1. A malware detection method, comprising:

converting the software to be tested into an image;

extracting feature information of the image;

2. The malware detection method of claim 1, wherein converting the software under test into an image comprises: and converting the software to be tested into a two-dimensional image by using a binary gray-level image conversion algorithm.

3. The malware detection method of claim 1, wherein the characteristic information comprises at least one of: the size of the image, the global gray level mean value of the image, the global gray level standard deviation of the image and the local characteristic information of the image; wherein the local feature information includes feature information of a partial region of the image.

4. The malware detection method of claim 3,

the local feature information includes at least one of: mean gray value pmu for partition k_kGray scale standard deviation of partition k psi_kK is 1 to K, all pmu_kMean of (n), (p_kStd (pmu) standard deviation of (A), all pmu_kAll pmu_kAll pmu in the partition in which the maximum is located_kMinimum of (a), all pmu_kAll psi_kMean of (psi), all psi_kStandard deviation of std (psi), all psi_kMaximum of, all psi_kAll psi_kMinimum value of (a), all psi_kPmu in the partition in which the minimum value of_kMean of all values less than mean (pmu) -3 × std (pmu), pmu_kStandard deviation of all values less than mean (pmu) -3 × std (pmu), pmu_kMean of all values greater than mean (pmu) +3 std (pmu), standard deviation of all values greater than mean (pmu) +3 std (pmu) in pmuk, psi_kMean of all values less than mean (psi) -3 std (psi), psi_kStandard deviation of all values less than mean (psi) -3 × std (psi), psi_kMean of all values greater than mean (psi) +3 std (psi), psi_kThe standard deviation of all values greater than mean (psi) +3 × std (psi), wherein the image is divided into K partitions from top to bottom with a preset sliding step, each partition comprising n rows, the K>1, n is less than the total number of lines of the image.

5. The malware detection method of claim 4, wherein n is 3, and the preset sliding step is one row.

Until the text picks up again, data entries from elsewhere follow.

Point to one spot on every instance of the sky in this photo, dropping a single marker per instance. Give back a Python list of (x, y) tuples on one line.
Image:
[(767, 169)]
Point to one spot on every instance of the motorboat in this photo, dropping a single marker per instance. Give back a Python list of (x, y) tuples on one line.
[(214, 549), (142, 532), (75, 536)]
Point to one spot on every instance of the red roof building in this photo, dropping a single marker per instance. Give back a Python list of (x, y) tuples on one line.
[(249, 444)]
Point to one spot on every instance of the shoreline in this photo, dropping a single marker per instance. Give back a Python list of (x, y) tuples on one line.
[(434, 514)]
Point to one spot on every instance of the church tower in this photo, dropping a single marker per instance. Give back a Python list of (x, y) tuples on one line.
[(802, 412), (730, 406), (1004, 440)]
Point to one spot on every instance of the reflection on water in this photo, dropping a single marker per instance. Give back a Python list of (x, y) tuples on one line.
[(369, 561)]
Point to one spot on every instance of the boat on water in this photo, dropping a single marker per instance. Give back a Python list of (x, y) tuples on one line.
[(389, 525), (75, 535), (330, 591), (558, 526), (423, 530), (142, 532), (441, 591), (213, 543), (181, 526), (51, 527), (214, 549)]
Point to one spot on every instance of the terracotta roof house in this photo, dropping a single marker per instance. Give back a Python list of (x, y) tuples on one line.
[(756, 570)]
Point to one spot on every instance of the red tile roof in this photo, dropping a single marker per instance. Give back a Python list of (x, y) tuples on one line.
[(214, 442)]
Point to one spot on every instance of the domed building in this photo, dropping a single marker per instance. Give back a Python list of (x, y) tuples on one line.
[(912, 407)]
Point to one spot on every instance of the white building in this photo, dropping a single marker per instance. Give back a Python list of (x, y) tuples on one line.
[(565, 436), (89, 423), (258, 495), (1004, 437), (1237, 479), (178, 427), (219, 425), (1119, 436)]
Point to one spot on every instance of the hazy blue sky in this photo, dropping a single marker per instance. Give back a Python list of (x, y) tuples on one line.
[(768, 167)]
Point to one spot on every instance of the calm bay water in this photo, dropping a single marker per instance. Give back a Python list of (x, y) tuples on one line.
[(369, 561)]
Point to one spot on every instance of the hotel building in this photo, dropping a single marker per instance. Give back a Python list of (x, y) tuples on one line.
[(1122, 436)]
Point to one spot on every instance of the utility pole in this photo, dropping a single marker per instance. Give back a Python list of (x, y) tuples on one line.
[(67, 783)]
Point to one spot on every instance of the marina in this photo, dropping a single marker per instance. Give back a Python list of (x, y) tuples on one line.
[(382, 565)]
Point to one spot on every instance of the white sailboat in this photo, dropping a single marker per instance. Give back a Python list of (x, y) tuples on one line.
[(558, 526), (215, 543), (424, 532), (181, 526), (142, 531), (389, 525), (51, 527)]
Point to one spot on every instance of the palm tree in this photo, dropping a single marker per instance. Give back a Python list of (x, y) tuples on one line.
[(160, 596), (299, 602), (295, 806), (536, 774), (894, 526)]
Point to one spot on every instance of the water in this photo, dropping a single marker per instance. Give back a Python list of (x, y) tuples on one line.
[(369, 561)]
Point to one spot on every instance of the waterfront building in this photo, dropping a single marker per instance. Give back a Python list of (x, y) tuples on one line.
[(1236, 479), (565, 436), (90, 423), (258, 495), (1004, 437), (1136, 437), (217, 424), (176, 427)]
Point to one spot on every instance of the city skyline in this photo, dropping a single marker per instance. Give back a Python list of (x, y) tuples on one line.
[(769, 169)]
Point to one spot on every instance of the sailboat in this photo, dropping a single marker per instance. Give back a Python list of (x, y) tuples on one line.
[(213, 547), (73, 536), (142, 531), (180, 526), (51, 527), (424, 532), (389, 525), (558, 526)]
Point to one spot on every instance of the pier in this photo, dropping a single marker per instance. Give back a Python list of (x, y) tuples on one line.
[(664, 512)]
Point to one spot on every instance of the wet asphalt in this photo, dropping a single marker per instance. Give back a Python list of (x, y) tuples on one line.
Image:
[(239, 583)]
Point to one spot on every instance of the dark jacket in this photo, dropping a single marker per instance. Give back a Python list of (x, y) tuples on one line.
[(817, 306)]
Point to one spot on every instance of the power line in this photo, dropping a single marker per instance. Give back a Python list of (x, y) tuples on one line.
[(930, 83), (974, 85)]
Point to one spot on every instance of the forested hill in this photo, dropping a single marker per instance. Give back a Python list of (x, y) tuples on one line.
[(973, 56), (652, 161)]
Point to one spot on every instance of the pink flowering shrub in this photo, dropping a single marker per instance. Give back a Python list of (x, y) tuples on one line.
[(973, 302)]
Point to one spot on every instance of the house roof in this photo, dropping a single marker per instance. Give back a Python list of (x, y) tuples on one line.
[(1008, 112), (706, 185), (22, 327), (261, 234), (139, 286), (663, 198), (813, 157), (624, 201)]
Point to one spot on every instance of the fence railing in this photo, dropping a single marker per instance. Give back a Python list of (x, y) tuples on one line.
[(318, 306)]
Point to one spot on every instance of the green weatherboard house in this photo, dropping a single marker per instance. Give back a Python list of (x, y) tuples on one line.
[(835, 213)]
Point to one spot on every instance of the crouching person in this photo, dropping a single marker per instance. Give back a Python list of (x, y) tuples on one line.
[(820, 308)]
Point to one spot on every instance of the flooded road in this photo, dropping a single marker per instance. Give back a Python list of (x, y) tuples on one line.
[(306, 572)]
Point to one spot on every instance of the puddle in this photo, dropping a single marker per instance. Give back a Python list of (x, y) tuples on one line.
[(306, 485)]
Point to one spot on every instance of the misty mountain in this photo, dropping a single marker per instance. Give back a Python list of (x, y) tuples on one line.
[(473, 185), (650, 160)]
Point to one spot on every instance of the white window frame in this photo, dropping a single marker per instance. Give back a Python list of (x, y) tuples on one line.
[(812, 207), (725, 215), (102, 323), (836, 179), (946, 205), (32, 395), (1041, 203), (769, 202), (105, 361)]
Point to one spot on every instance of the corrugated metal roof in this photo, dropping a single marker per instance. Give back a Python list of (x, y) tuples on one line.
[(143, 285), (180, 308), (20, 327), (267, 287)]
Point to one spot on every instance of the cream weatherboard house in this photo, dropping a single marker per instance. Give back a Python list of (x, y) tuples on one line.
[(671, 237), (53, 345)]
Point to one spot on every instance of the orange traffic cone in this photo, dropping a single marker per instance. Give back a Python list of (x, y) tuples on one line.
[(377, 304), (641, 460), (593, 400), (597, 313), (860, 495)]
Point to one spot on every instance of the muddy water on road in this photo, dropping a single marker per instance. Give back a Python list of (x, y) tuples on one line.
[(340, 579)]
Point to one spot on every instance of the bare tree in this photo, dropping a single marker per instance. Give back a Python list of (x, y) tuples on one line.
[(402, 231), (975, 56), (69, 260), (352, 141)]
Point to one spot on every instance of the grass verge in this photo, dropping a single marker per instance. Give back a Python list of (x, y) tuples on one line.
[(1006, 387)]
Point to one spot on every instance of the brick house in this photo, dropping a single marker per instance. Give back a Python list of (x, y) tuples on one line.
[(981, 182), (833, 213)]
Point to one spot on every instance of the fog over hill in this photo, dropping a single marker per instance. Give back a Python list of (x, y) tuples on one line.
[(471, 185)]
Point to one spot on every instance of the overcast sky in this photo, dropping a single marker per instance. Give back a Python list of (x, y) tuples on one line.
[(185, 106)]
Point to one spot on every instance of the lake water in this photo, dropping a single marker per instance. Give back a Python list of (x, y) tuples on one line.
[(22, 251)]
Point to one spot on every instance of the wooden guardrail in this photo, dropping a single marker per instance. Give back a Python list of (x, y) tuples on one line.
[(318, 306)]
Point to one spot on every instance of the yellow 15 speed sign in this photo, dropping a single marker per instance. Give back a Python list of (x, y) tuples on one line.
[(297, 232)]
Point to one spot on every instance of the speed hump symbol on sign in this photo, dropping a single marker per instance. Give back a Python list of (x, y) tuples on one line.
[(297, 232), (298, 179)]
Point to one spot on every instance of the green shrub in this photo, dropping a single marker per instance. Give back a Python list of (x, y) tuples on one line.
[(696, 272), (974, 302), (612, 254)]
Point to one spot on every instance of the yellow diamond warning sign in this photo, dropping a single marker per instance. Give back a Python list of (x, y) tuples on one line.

6. The malware detection method of any one of claims 1 to 5, wherein the classifier model is generated based on a random forest algorithm.

7. A malware detection apparatus, comprising:

the training module is configured to train to obtain a classifier model;

8. The malware detection device of claim 7, wherein the characteristic information comprises at least one of: size of the image, global mean grayscale of the image, global standard grayscale deviation of the image, mean grayscale pmu of partition k_kGray scale standard deviation of partition k psi_kK is 1 to K, all pmu_kMean of (n), (p_kStd (pmu) standard deviation of (A), all pmu_kAll pmu_kAll pmu in the partition in which the maximum is located_kMinimum of (a), all pmu_kAll psi_kMean of (psi), all psi_kStandard deviation of std (psi), all psi_kMaximum of, all psi_kAll psi_kMinimum value of (a), all psi_kThe minimum value of (a), the mean value of all values in pmuk which are less than mean (pmu) -3 std (pmu), the standard deviation of all values in pmuk which are less than mean (pmu) -3 std (pmu), pmu_kMean of all values greater than mean (pmu) +3 std (pmu), pmu_kStandard deviation of all values greater than mean (pmu) +3 std (pmu), psi_kMean of all values less than mean (psi) -3 std (psi), psi_kStandard deviation of all values less than mean (psi) -3 × std (psi), psi_kMean of all values greater than mean (psi) +3 std (psi), psi_kThe standard deviation of all values greater than mean (psi) +3 × std (psi), wherein the image is divided into K partitions from top to bottom with a preset sliding step, each partition comprising n rows, the K>1, n is less than the total number of lines of the image.

9. A malware detection apparatus comprising a memory and a processor, the memory storing a program that, when read and executed by the processor, implements the malware detection method according to any one of claims 1 to 6.

10. A computer-readable storage medium storing one or more programs, the one or more programs being executable by one or more processors to implement the malware detection method of any one of claims 1 to 6.